Genome-Wide Identification and Characterization of the Shaker-Type K(+) Channel Genes in Prunus persica (L.) Batsch.

Shaker-type K(+) channels are critical for plant K(+) acquisition and translocation that play key roles during plant growth and development. However, molecular mechanisms towards K(+) channels are extremely rare in fruit trees, especially in peach. In this study, we identified 7 putative shaker-type K(+) channel genes from peach, which were unevenly distributed on 5 chromosomes. The peach shaker K(+) channel proteins were classified into 5 subfamilies, I-V, and were tightly clustered with pear homologs in the phylogenetic tree. Various cis-acting regulatory elements were detected in the promoter region of the shaker-type K(+) channel genes, including phytohormone-responsive, abiotic stress-responsive, and development regulatory elements. The peach shaker K(+) channel genes were expressed differentially in distinct tissues, and PpSPIK was specifically expressed in the full-bloom flowers; PpKAT1 and PpGORK were predominantly expressed in the leaves, while PpAKT1, PpKC1, and PpSKOR were majorly expressed in the roots.

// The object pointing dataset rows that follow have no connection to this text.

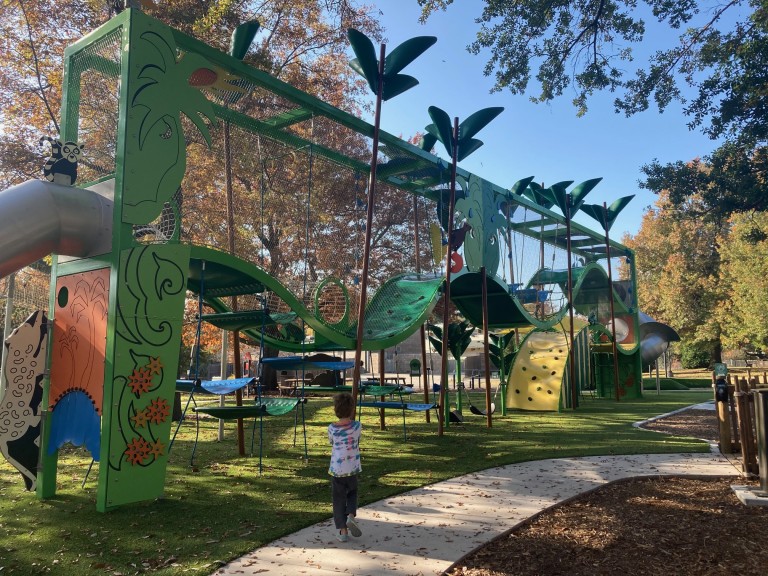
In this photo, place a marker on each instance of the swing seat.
(477, 411)
(267, 407)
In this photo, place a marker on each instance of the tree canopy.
(715, 64)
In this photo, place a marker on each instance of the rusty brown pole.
(572, 347)
(444, 410)
(231, 240)
(422, 331)
(368, 227)
(610, 299)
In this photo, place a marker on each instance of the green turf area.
(222, 507)
(678, 384)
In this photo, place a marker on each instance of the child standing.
(344, 436)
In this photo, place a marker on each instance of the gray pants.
(344, 498)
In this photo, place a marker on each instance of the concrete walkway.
(427, 530)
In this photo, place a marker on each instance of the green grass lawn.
(223, 507)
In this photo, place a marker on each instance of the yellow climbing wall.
(536, 378)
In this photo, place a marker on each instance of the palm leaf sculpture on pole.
(569, 204)
(239, 44)
(459, 142)
(458, 337)
(384, 79)
(606, 216)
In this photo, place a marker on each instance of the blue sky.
(547, 141)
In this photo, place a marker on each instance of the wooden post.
(746, 430)
(488, 411)
(382, 414)
(724, 424)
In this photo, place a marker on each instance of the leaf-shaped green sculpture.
(459, 337)
(406, 53)
(477, 121)
(367, 65)
(428, 142)
(542, 196)
(242, 38)
(519, 187)
(442, 129)
(397, 84)
(478, 209)
(500, 352)
(607, 217)
(580, 192)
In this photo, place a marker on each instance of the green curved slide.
(590, 286)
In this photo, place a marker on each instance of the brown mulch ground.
(670, 526)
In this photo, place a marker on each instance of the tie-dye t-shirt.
(345, 454)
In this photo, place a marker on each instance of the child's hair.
(344, 405)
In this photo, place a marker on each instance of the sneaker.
(353, 527)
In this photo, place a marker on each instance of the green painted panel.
(160, 91)
(152, 284)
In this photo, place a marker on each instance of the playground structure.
(170, 127)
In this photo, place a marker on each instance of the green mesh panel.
(93, 92)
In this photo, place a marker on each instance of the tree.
(306, 46)
(678, 264)
(744, 276)
(459, 339)
(721, 57)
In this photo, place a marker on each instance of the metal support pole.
(7, 328)
(368, 228)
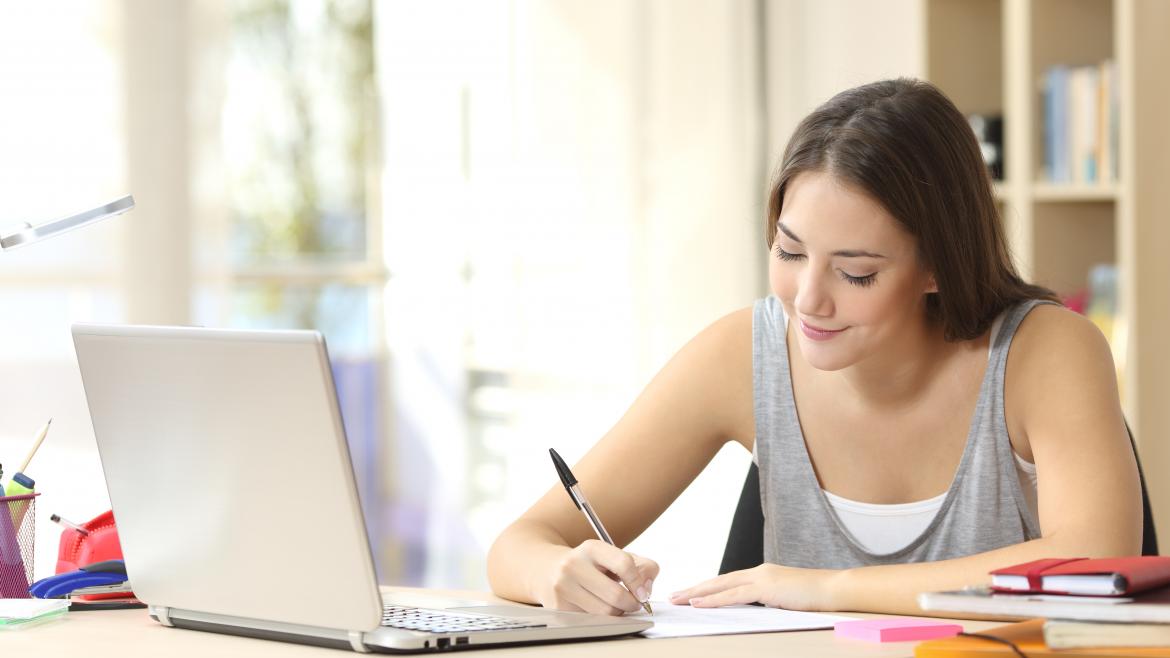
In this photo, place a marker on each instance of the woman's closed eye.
(861, 281)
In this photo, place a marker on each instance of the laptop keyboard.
(444, 622)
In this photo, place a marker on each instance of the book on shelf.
(1065, 633)
(1106, 576)
(1080, 123)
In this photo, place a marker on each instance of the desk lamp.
(29, 233)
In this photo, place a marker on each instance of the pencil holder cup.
(18, 532)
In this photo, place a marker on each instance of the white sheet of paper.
(683, 621)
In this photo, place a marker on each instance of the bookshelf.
(992, 56)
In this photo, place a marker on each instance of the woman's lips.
(817, 333)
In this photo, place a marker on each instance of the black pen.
(582, 502)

The peach shaker K(+) channel genes were differentially regulated by abiotic stresses in that K(+) deficiency, and ABA treatment mainly increased the shaker K(+) channel gene expression throughout the whole seedling, whereas NaCl and PEG treatment reduced the shaker K(+) channel gene expression, especially in the roots. Moreover, electrophysiological analysis demonstrated that PpSKOR is a typical voltage-dependent outwardly rectifying K(+) channel in peach. This study lays a molecular basis for further functional studies of the shaker-type K(+) channel genes in peach and provides a theoretical foundation for K(+) nutrition and balance research in fruit trees.